What do bridal bouquets, handfuls of precooked rice, and The Knot (NASDAQ:KNOT) have in common?

They're all getting tossed these days.

Shares of the wedding-planning website took a hit after another disappointing quarter last night. A sharp decline in the company's offline publishing business offset online gains, with revenue inching just 1% higher to $28.7 million during the second quarter. The Knot posted a profit of $0.07 a share, less than half the $0.15 a share it brought to the altar a year ago. Wall Street was banking on earnings of $0.09 a share on $31.2 million in revenue.

The Knot has so much promise, but it's been a real heartbreaker lately. The company has missed analyst bottom-line guesstimates in three of the past four quarters.

The company isn't necessarily any less relevant these days. Its namesake site, which generates leads for wedding-service providers, drew a record 116,000 new registrations for the month of June.

It has also been building up its properties that reach out further into the marriage cycle. For example, it's entered the online baby registry business to enhance its TheBump.com site for expectant mothers, and has given more gravity to its TheNest.com site for newlyweds.

The Knot has competition in those areas. Bumping up against companies such as The Parent Company (NASDAQ:KIDS), Martha Stewart Living Omnimedia (NYSE:MSO), Disney's (NYSE:DIS) Family.com, and Alloy (NASDAQ:ALOY) presents unique challenges that it doesn't normally find in its flagship niche, where it's the category-killer for budding brides-to-be.
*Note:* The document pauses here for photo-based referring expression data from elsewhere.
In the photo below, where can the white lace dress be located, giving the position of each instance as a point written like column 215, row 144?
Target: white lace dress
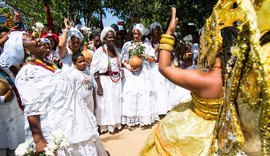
column 139, row 96
column 84, row 87
column 11, row 121
column 108, row 109
column 53, row 97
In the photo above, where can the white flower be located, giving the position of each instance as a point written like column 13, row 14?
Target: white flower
column 57, row 136
column 241, row 153
column 52, row 146
column 130, row 48
column 22, row 149
column 64, row 143
column 49, row 152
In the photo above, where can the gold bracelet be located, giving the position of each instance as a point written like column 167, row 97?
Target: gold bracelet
column 169, row 41
column 168, row 36
column 167, row 47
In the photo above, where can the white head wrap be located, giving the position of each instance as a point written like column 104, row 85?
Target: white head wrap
column 153, row 25
column 45, row 40
column 74, row 32
column 13, row 53
column 146, row 32
column 105, row 31
column 139, row 27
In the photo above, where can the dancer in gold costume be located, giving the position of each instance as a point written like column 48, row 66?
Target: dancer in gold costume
column 189, row 129
column 243, row 125
column 245, row 119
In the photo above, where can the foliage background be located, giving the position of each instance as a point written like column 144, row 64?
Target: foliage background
column 195, row 11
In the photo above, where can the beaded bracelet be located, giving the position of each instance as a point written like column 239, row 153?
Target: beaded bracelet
column 64, row 30
column 167, row 47
column 167, row 39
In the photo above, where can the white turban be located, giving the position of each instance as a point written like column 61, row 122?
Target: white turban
column 45, row 40
column 105, row 31
column 153, row 25
column 13, row 53
column 74, row 32
column 139, row 27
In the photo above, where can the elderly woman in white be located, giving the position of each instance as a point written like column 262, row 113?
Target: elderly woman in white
column 139, row 97
column 70, row 42
column 106, row 67
column 50, row 102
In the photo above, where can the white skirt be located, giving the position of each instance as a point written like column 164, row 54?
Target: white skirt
column 11, row 125
column 108, row 109
column 139, row 99
column 86, row 148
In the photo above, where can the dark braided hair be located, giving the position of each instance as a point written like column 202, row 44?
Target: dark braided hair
column 75, row 56
column 229, row 39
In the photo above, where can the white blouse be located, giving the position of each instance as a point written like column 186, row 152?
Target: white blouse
column 52, row 96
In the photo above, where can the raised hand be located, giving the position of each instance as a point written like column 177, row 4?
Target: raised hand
column 173, row 23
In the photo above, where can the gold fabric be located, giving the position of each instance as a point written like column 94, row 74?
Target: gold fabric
column 182, row 132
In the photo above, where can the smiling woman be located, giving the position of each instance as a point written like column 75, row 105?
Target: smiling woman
column 107, row 70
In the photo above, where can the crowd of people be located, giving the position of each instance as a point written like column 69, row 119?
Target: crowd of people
column 84, row 85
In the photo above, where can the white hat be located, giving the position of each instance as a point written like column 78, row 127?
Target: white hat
column 153, row 25
column 74, row 32
column 139, row 27
column 105, row 31
column 13, row 53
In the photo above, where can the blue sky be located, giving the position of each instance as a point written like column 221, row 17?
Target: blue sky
column 110, row 19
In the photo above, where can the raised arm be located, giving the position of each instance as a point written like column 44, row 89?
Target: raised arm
column 62, row 42
column 5, row 38
column 193, row 80
column 35, row 127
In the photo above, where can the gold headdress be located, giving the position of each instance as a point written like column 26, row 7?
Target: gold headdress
column 247, row 84
column 225, row 13
column 263, row 12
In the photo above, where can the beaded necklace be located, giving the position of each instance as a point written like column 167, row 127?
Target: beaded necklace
column 12, row 84
column 40, row 63
column 114, row 76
However, just as the recent weakness at high-end engagement-ring specialist Blue Nile (NASDAQ:NILE) shows, people are still getting married, but they're spending prudently. It follows that a penny-pinching approach to marriages will find service providers also scaling back on the marketing through sites such as The Knot.

Reality is lifting its veil at the company. The Knot now expects to grow revenue by 9% to 11% this year, well off the mid-teens spurt it was originally targeting. That stings, but it will sting even more if the company can't rein in its bubbling overhead.

It is then -- and only then -- that The Knot will be exactly like the bridal bouquet: tossed by one, but coveted by many.